Our standard Cajón is 30cm x 30cm x 50cm, but we can create yours in just about any size. Perhaps you want a Cajón based on the exact length of your leg (from the knee down) so it's more comfortable to play for long stints, or built a little bit deeper front-to-back so that it gets a deeper fundamental bass tone.
This sexy little number has a hand-dyed black finish to which I added some glitter to the top-coats in order to have a bit of fanciness shining through on stage. Also, there’s a bit on the back where the dye wouldn’t take, it looks rather good so I didn’t bother “fixing” it.
This baby is the in-house cajón down at the Lyrebird Lounge in Ripponlea. It looks very cool in that unique space.
This is another “fun machine” cajón. This time, for extra fun-ness, this cajón has racing stripes. Hopefully, that makes it able to be played faster!
Like all Fun Machine Cajónes, the sizing is fully customised, and the snare mechanism is completely adjustable. This time however, mainly out of curiosity, the top corners on the front of the cajón have small springs embedded between the front plate and the body of the unit. This pushes the plate back out just enough to add a little bit of extra slappiness to the high snare sound. Rather nifty idea we had that day. Every cajón since has had the same added.
Campbell Phillips from the D2 Drumline was gifted this Cajón from his peeps as a thanks. What a great gift idea!
This one is another standard Fun Machine cajón but with one main distinction, there’s a custom engraved nameplate added under my logo/badge. The Engraving was done by John Morris at Keyhole Engraving in Port Phillip Arcade. John is an old school pro, so old school in fact, he doesn’t have an email address let alone a website; kinda awesome.

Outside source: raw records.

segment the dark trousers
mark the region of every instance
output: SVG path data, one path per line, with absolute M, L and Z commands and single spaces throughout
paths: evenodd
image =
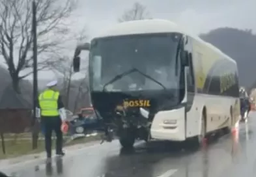
M 56 154 L 60 154 L 63 148 L 63 133 L 61 129 L 61 119 L 59 116 L 42 116 L 44 126 L 45 146 L 47 157 L 51 157 L 51 135 L 54 130 L 56 135 Z

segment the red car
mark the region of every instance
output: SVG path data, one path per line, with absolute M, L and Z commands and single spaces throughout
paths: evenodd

“As one of the very first customers of this brand new company, I want to say a very loud GOOD LUCK and thank you for making such a fantastic drum!”

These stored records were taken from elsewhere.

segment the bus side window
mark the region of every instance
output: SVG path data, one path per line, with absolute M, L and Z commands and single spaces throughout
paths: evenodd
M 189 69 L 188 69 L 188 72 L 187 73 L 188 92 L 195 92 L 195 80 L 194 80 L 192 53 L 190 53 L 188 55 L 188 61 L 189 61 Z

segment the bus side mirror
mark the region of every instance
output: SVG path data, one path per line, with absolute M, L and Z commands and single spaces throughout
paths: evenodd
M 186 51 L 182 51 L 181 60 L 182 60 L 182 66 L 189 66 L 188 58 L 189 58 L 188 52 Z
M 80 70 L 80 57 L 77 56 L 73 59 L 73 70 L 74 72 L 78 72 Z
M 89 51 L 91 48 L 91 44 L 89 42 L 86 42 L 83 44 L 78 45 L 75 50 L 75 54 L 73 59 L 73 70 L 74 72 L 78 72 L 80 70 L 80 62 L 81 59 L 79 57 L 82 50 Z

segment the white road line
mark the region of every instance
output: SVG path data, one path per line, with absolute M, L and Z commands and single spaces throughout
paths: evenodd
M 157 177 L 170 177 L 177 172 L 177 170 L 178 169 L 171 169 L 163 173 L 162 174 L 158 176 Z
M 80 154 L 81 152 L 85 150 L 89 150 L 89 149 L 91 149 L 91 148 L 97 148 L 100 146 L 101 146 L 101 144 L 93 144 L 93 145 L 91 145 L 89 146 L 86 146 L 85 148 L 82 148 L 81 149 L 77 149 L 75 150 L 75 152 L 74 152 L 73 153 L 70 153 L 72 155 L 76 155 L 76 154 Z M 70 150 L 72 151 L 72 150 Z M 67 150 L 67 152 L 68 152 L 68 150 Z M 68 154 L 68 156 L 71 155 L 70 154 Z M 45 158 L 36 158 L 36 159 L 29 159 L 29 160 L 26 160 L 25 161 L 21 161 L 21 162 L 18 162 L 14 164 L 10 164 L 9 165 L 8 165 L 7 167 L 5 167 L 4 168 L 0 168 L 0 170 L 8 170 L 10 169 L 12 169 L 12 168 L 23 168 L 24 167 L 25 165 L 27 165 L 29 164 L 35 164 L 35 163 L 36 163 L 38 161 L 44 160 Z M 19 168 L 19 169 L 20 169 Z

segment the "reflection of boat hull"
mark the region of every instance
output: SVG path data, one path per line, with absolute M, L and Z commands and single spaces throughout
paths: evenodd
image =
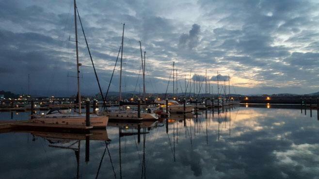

Nice words provided by Butch Deal, Wasilla Alaska
Based on shipping crates played by slaves on shipping docks in 17th century South America, The Cajón is essentially just a wooden box with a sound hole like a guitar on the back plate.
The front “tapa” (Spanish for “top”) is usually a thinner piece of wood loosely attached to the body of the Cajón. The standard paint job is bright orange with a dark brown satin finished stain on the front tapa, but we can colour your world with any hue you like.
Also, if you’d like we can help you source out all kinds of accessories as well. Anything from bells and tambourines that are designed to be strapped to your ankles or feet, cases, even cable operated kick drum pedals are out there.
The Cajón is really taking off lately as a fun alternative to traditional drum sets. Not to mention their usual use in tango and other Latin musical styles.
Cajones can also be used in studio to “double” drum set parts in an effort to add a bit more punch to the kick and snare. The trick is to play exactly what you recorded on your drum set on the Cajón and then bury it in the mix so that it gets “lost”. This technique allows your kick and snare sounds to really cut through, without the need for a bunch of ambiance-killing compression. It’s kind of like underlining, italicizing, emboldening, and setting your kick and snare in bright-red all caps: they’ll really stand out.
If you’re excited, we wouldn’t blame you: these things are so much fun that we refer to them as “Fun Machines”. And with a starting price of only a couple hundred bucks, these crates truly are an inexpensive and fun way to expand your drum arsenal.